Overview

Today, I want to share a bug fixing experience on java.util.Comparator. In our production environment, there is an error that happens frequently. It happens so often that it is actually spamming the logs, so I decided to fix it. After reading this article, you will understand:

  • How to identify the problem?
  • How to translate it mathematically?
  • How to test the comparator?
  • How to fix it?

Let’s begin :)

Identify Problem

In the stacktrace, there is an exception logged as follows:

Caused by: java.lang.IllegalArgumentException: Comparison method violates its general contract!
	at java.util.TimSort.mergeLo(TimSort.java:777)
	at java.util.TimSort.mergeAt(TimSort.java:514)
	at java.util.TimSort.mergeCollapse(TimSort.java:439)
	at java.util.TimSort.sort(TimSort.java:245)
	at java.util.Arrays.sort(Arrays.java:1512)
	at java.util.ArrayList.sort(ArrayList.java:1454)
	at java.util.Collections.sort(Collections.java:175)
	at com.nuxeo.connect.track.NuxeoConnectProfileImpl$1ProfileExtractorRunner.run(NuxeoConnectProfileImpl.java:165)

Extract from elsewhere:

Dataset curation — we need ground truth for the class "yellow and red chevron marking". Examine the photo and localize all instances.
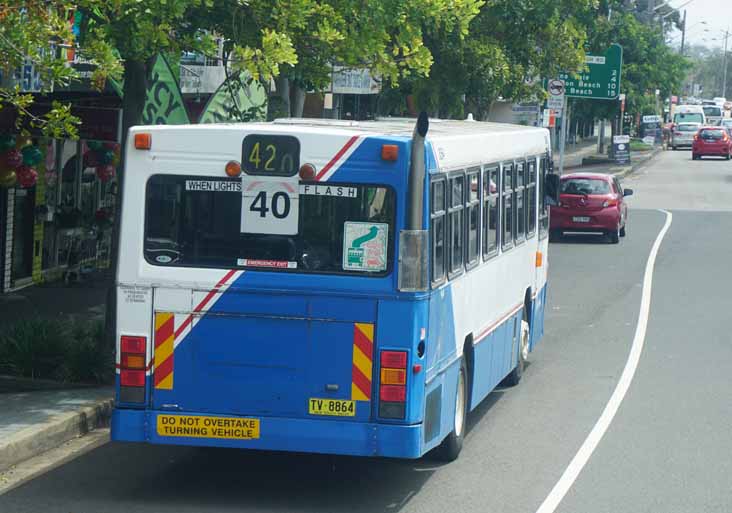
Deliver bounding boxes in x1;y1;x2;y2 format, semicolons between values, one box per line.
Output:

As mentioned in book “Effective Java, 2nd Edition”, Item 12: “… a compareTo method must obey the same restrictions imposed by the equals contract: reflexivity, symmetry, and transitivity.” Therefore, I need to check if they are respected in the source code. Let’s have an example for transitivity. Let A be the first object, B the second and C the third object. If A > B and B > C, then A > C must be respected. Otherwise, the comparison method violates its general contract.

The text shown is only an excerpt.